Part Three of Three:
Additional Usage and Storage Notes
1Note the health benefits of papaya seed. Now that you know how to eat papaya seeds, you might still be wondering why you should.
- For starters, papaya seeds contain high levels of oleic and palmitic acids. Both are believed to help protect your body against cancer.
- In traditional Chinese and Japanese medicine, papaya seeds are used to detoxify and strengthen the liver.
- The flavonoids in papaya seeds are believed to help prevent germs from causing infections and are also thought to protect the kidneys.
- In one study done with Nigerian children, 76.7 percent of the children got rid of intestinal parasites after consuming papaya seeds daily for one week.
2Scoop the seeds out of a fresh papaya. The simplest, most effective way to get papaya seeds would be to buy or harvest fresh papaya and to scoop the seeds out of the fruit with a metal spoon.
- After digging the seeds out with a spoon, spread them out on one half of a clean tea or dish towel. Fold the towel over to sandwich them in the middle and rub the seeds quickly to remove any remaining, attached pieces of fruit.

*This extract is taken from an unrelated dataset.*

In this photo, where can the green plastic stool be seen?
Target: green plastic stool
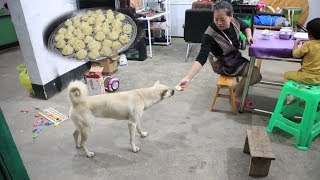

- Place the seeds in a colander and rinse them under running water. Spread them out flat near a windowsill to dry in the sunlight for a few days.
- You could also dry the seeds using a dehydrator. Follow the manufacturer's instructions carefully to avoid drying the seeds out too quickly or not thoroughly enough. When using a dehydrator, however, the total amount of necessary drying time is usually cut from days to hours.
3Store an excess in the freezer. If you do not plan on eating or using all your papaya seeds within the first few days, you should place them in a freezer-safe, airtight container and store the seeds in a freezer.
- If you eat papaya seeds on a fairly consistent basis, you can store them in the refrigerator instead of relying on the freezer. If you do not think that you can go through your papaya seeds within a week or so, though, it is best to freeze some.
- When kept frozen, papaya seeds can retain their nutritional value for 6 to 12 months.
- Defrost the seeds in the refrigerator overnight before use. Alternatively, you could soak frozen seeds in hot water for a few minutes until they soften.
4Avoid adding them to smoothies or similarly sweet foods. Even though you could technically use papaya seeds in a smoothie, many people agree that the bitter, pepper-like taste tends to be a fairly unappetizing addition.
- Additionally, in low quality blenders, papaya seeds may not be thoroughly ground. A mortar and pestle, food processor, or pepper grinder are your best options if you want to pulverize papaya seeds.